Her tirade ended when a Moscow policeman
took her down and took her into custody, as seen on video and reported by Sputnik
. The object she'd been holding -- the head of the little girl, reported to be 3 or 4 years old -- then rolled away.
The girl's body was later found in the fire-charred apartment.
Most with schizophrenia are not violent
Bobokulova had arrived in Moscow in January from Uzbekistan, registering then with Russia's Federal Migration Service. She became a nanny for a Moscow family sometime thereafter, though state news -- citing the migration office -- reported
she never obtained a work permit.
On Monday, she reportedly waited for the parents and an older child to leave the Moscow apartment before killing the little girl, setting the fire and heading down to the metro station.

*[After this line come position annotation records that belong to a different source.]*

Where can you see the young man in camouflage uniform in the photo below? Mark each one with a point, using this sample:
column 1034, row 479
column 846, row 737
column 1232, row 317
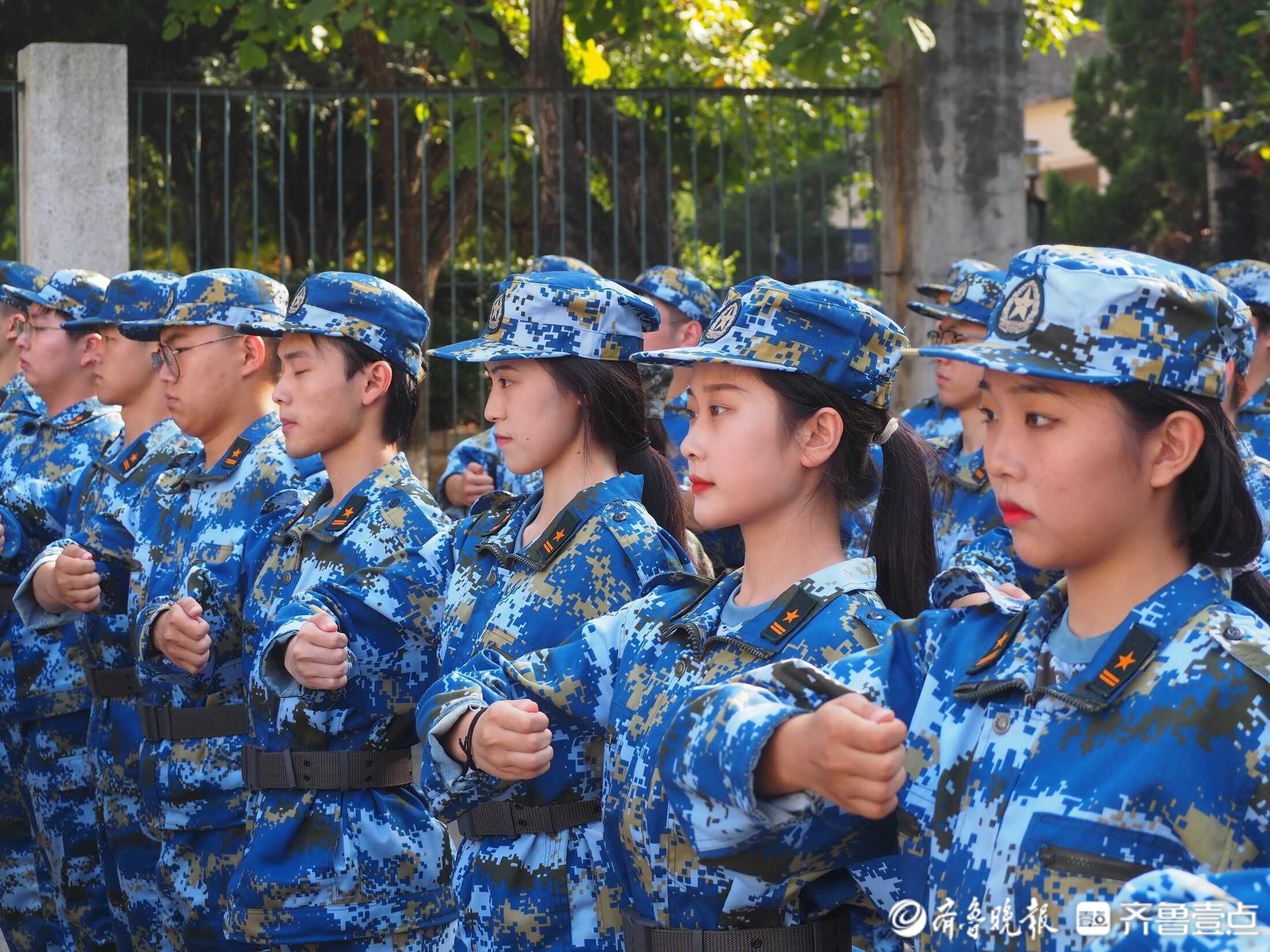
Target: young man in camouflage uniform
column 64, row 586
column 45, row 703
column 193, row 537
column 929, row 417
column 16, row 395
column 331, row 775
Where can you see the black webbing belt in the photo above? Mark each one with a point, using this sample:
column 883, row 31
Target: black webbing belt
column 118, row 682
column 507, row 819
column 328, row 770
column 193, row 722
column 830, row 935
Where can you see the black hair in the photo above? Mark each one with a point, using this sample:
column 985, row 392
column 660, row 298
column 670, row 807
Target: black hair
column 403, row 398
column 614, row 414
column 903, row 537
column 1220, row 521
column 657, row 436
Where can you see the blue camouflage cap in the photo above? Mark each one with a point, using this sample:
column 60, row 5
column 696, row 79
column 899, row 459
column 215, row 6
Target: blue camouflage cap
column 957, row 272
column 547, row 264
column 559, row 314
column 843, row 290
column 358, row 308
column 770, row 325
column 129, row 297
column 22, row 276
column 1246, row 277
column 221, row 296
column 972, row 300
column 72, row 291
column 678, row 288
column 1105, row 316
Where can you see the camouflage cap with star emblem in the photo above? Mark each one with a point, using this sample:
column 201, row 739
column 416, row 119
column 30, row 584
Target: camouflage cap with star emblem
column 774, row 327
column 1107, row 316
column 22, row 276
column 677, row 287
column 358, row 308
column 843, row 290
column 957, row 272
column 559, row 314
column 221, row 296
column 1246, row 277
column 972, row 300
column 77, row 294
column 130, row 297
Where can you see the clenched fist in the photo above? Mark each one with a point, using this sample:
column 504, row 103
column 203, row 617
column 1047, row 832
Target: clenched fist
column 318, row 654
column 183, row 636
column 849, row 751
column 512, row 740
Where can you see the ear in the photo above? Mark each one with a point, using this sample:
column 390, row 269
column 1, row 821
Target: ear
column 255, row 354
column 88, row 348
column 818, row 437
column 1174, row 446
column 379, row 378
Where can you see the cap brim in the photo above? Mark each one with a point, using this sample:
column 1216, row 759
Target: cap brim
column 936, row 312
column 144, row 331
column 935, row 290
column 690, row 356
column 1018, row 361
column 274, row 329
column 481, row 351
column 88, row 324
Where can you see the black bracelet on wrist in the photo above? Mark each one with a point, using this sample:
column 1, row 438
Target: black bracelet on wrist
column 466, row 743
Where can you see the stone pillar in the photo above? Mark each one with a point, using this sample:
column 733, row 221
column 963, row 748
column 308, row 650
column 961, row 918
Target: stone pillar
column 73, row 138
column 950, row 169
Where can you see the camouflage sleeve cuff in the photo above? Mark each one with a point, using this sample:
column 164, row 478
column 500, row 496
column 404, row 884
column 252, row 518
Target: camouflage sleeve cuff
column 959, row 582
column 443, row 779
column 712, row 778
column 31, row 612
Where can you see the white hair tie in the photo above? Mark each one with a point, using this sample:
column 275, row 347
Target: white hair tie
column 888, row 430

Why, exactly, she did what she did is a mystery.
Schizophrenia is a serious but treatable mental illness often marked by hallucinations, delusions and unusual behaviors. It's not uncommon: One in 100 Americans have it, for example, the American Psychological Association
But most people with schizophrenia are not violent, nor are most violent crimes committed by those with schizophrenia, according to the National Institute of Mental Health
"People with schizophrenia are much more likely to harm themselves than others," that American agency said.